If we knew the size of `abs(x-1)`, we could choose `abs(x-2)` to make sure that the product is `< epsilon`

Let's start by making sure that `x` is a little close to `2`, say `abs(x-2) < 1` (`delta` will need to be at most `1`.)

If `abs(x-2) < 1`, then `-1 < x-2 < 1`, that is: `1 < x < 3`.

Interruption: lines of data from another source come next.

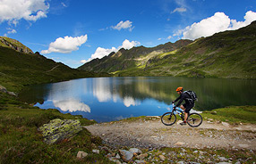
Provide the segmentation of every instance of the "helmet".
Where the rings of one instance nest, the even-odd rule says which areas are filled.
[[[182,91],[182,92],[183,92],[183,88],[181,87],[181,86],[180,86],[180,87],[177,87],[176,91],[177,91],[177,92],[179,92],[179,91]]]

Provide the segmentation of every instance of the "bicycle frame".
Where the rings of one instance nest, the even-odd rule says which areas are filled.
[[[166,126],[171,126],[175,123],[177,118],[176,115],[179,115],[179,117],[184,120],[184,111],[180,109],[173,108],[172,111],[166,112],[161,116],[161,121]],[[186,121],[189,126],[196,127],[202,123],[202,117],[199,113],[188,113]]]

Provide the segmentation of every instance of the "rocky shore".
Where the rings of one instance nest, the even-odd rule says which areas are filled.
[[[255,158],[256,126],[252,124],[230,125],[208,119],[196,128],[178,124],[166,127],[159,118],[153,117],[85,128],[101,137],[107,145],[98,152],[107,150],[106,156],[116,163],[238,164]],[[239,157],[241,152],[252,153],[251,159]]]

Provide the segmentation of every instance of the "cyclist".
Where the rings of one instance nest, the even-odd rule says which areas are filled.
[[[183,105],[180,106],[180,108],[184,111],[184,120],[183,122],[180,123],[180,125],[183,126],[183,125],[186,125],[187,123],[187,118],[188,118],[188,114],[190,112],[190,111],[192,110],[192,108],[194,106],[194,102],[191,99],[191,96],[186,94],[186,93],[183,93],[183,87],[178,87],[176,89],[176,92],[178,94],[180,94],[180,96],[173,101],[172,102],[175,103],[175,102],[177,102],[178,100],[180,100],[178,102],[178,103],[174,106],[174,109],[178,107],[182,102],[184,100],[185,101],[185,103],[183,103]]]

If follows that `0 < x-1 < 2`, so we have `abs(x-1) < 2`

Now if we ALSO make sure that `abs(x-2) < epsilon/2`,

then we will have `abs(x-1)abs(x-2) < 2abs(x-2) < 2 (epsilon/2) = epsilon`

Now we are ready to write the proof:

Proof

Given `epsilon > 0`, let `delta = min{1,epsilon/2}`.
(Note that #delta is positive.)

For every `x` that satisfies `0 < abs(x-2) < delta`
we have

(`abs(x-1) < 2` and also)

`abs((x^2-3x)-(-2)) = abs(x^2-3x+2)`

`= abs((x-1)(x-2))`

`= abs(x-1)abs(x-2)`

`< (2)(epsilon/2) = epsilon`

We have shown that for any `epsilon > 0` there is a `delta > 0` such that

if `0 < abs(x-2) < delta`, then `abs((x^2-3x)-(-2)) < epsilon`.

By the definition of limit, `lim_(xrarr2)(x^2-3x) = -2`.